Pablo Escobar’s family has organized a tourist excursion of Medellin similar in style to the Gangsters of Chicago and which idealizes the biggest drug trafficker in the history of Colombia.
The tour route traveled in school buses brings Escobar’s last days to life, with tourist guide Natalia Buitrago telling the story of the Medellin drug cartel’s founder.
First stop on the tour is the house in the Los Olivos neighborhood where Colombian National Police gunned the kingpin down as he and his bodyguard tried to escape across adjoining rooftops - or where the drug trafficker “shot himself,” as the guide suggests, thus bolstering the legend about how Pablo died.
The tourists then continue on to Montesacro Cemetery, passing along the way the ruins of the Dallas Building, the so-called “Business Center” where the drug lord founded his empire.
The inscription “Pablo vive” (Pablo lives) on a wall of the building, abandoned since 1993 following an attempt by rivals to murder him, strikes the perfect note for tourists seeking to go back 30 years to the days when Medellin was the drug traffickers’ mecca.
Then on to Montesacro where the wish of “Don Pablo” was granted - to be buried in Colombia - as the gravestone says under which he was laid to rest beside his parents, a brother, an aunt and his bodyguard.
And it was with the saying “Better a tomb in Colombia than a prison in the United States” that Escobar launched a war against the government in the 1980s to avoid extradition that left a trail of slaughtered victims.
But the climax of the tour is neither the house in Los Olivos, nor the lonely family mausoleum, not even the ruined building, but the chance to meet in person Roberto Escobar, alias “El Osito” (Little Bear), brother and sidekick of Pablo in all his adventures.
This is the tourists’ true delight, usually young Europeans or Americans who believe that Pablo Escobar was more like Robin Hood, as some Colombian media once described him, than the powerful, murderous drug trafficker that he was.
Before arriving at the house, the cautious guide warns visitors: “Roberto justifies everything his brother ever did.”
Half-deaf and half-blind from a package bomb sent him while in jail, El Osito, as if speaking of some heroic exploits, recounts his adventures with the brother he so sorely misses.
Bullet holes in the walls and windows from a kidnapping attempt, the dining room where Pablo celebrated his last birthday the day before he was slain, secret places for hiding and storage, and a speedboat the family had at their luxurious Hacienda Napoles estate are some of the memorabilia on view at the dwelling.
“Are you sorry about anything?” a young Irishman asked him, to which Roberto Escobar replied, “Every human being makes mistakes in his life and has to be sorry about them - what’s important is not to make the same mistake twice.”

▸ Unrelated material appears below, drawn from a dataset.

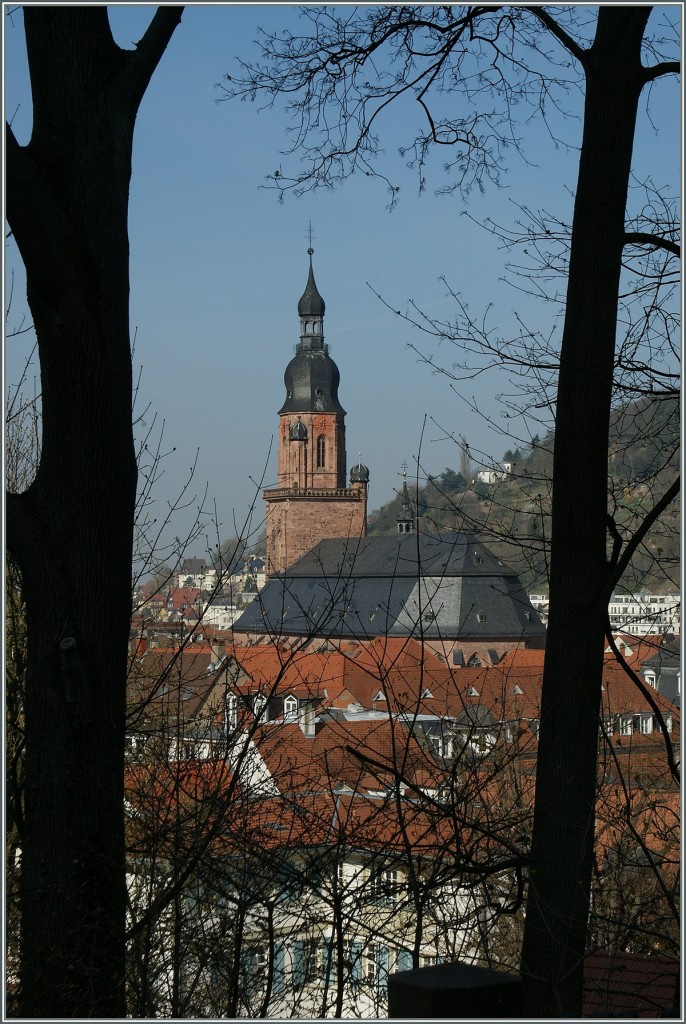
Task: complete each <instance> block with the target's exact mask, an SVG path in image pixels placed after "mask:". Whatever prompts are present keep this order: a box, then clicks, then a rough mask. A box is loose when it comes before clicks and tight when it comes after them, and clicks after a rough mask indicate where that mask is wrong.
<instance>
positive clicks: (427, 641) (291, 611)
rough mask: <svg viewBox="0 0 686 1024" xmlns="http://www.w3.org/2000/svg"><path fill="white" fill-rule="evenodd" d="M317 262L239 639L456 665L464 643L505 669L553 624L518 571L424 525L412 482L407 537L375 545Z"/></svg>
mask: <svg viewBox="0 0 686 1024" xmlns="http://www.w3.org/2000/svg"><path fill="white" fill-rule="evenodd" d="M308 255H309V273H308V278H307V286H306V288H305V291H304V293H303V295H302V297H301V299H300V302H299V303H298V315H299V317H300V340H299V342H298V345H297V348H296V352H295V355H294V357H293V358H292V359H291V361H290V362H289V365H288V367H287V368H286V374H285V383H286V401H285V402H284V404H283V406H282V408H281V410H280V411H278V417H280V430H278V477H277V481H276V482H277V485H276V487H274V488H268V489H266V490H265V492H264V499H265V503H266V532H267V545H266V550H267V574H268V580H267V583H266V585H265V587H264V589H263V590H262V591H261V592H260V594H259V596H258V598H257V600H255V601H253V602H252V603H251V604H250V605H249V606H248V607H247V608H246V610H245V611H244V612H243V614H242V615H241V617H240V618H239V620H238V621H237V622H235V623H234V624H233V633H234V635H235V636H240V635H242V634H243V635H246V637H247V638H251V637H252V638H256V637H259V636H264V635H267V636H270V637H281V638H285V637H307V636H317V637H323V638H328V639H331V640H342V639H344V638H346V639H353V638H356V639H358V640H359V639H369V638H371V637H375V636H377V637H379V636H383V637H415V638H417V639H420V640H421V641H422V642H423V643H425V644H430V645H433V646H434V647H435V648H436V649H437V650H440V651H441V653H442V654H443V655H447V656H449V657H451V659H452V660H453V662H454V663H455V664H456V665H458V664H462V662H461V660H460V659H461V658H462V656H463V655H462V652H461V645H462V644H464V643H465V642H468V643H469V644H471V645H472V647H475V649H476V647H478V649H479V651H480V652H482V653H480V654H479V655H478V656H479V657H480V658H481V660H480V662H479V664H484V663H483V658H482V654H483V655H484V656H485V655H486V654H487V659H488V662H489V664H497V662H498V659H499V658H500V656H501V655H502V654H503V653H504V651H505V650H509V649H511V648H512V647H513V646H518V645H521V644H523V645H524V646H542V645H543V642H544V638H545V632H546V631H545V627H544V626H543V624H542V622H541V620H540V617H539V615H538V613H537V612H535V610H534V609H533V607H532V606H531V604H530V601H529V600H528V597H527V596H526V593H525V591H524V589H523V587H522V586H521V583H520V581H519V579H518V577H517V574H516V573H515V572H514V571H513V570H512V569H511V568H508V567H507V566H506V565H504V564H503V562H502V561H501V560H500V559H499V558H497V557H496V556H494V555H492V554H490V553H489V552H488V551H487V549H486V548H485V547H484V546H483V545H482V544H481V542H480V540H479V539H478V538H476V537H474V536H472V535H471V534H465V532H456V531H451V530H437V529H436V528H434V527H432V526H430V525H426V526H425V525H424V524H422V526H421V528H420V527H417V528H416V521H415V512H414V509H413V508H412V504H411V501H410V497H409V494H408V486H406V479H405V481H404V483H403V490H402V495H403V503H402V512H401V513H400V515H399V516H398V522H397V532H396V536H395V537H368V536H367V498H368V483H369V477H370V474H369V470H368V468H367V467H366V466H362V465H361V464H359V465H357V466H354V467H353V469H352V470H351V472H350V478H349V481H346V460H345V411H344V410H343V408H342V406H341V403H340V401H339V398H338V386H339V381H340V375H339V371H338V367H337V366H336V364H335V362H334V360H333V359H332V357H331V355H330V354H329V349H328V346H327V345H326V343H325V340H324V313H325V302H324V299H323V298H321V296H320V295H319V293H318V291H317V288H316V285H315V283H314V271H313V269H312V249H311V248H310V249H308ZM475 645H476V646H475ZM458 648H460V649H458Z"/></svg>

“What do you think now about all they did?” a Canadian asked him, and Escobar answered, “The cartel did some really good things, and also made some mistakes.”
On the way back, a Swiss named Mark who is touring Latin America told Efe, “Pablo did good things, he gave homes to people who had nothing, but in the end he wanted everything for himself.”
During the tour, which cost 55,000 pesos (about $30), the Swiss bought all the films about the drug trafficker and a portrait of Pablo with a dedication by Roberto with his signature and thumbprint.
The Escobars say that today, without the lucrative business of the Medellin cartel and with most of their goods seized by the government, they have no money left, even though in the 1980s they possessed one of the largest fortunes in the world.
The tour is not viewed favorably either by the authorities or by Medellin’s inhabitants, dumbfounded at how the birthplace of the Colombian drug trade is advertised on social networks and to tourists staying at hostels and hotels around the city.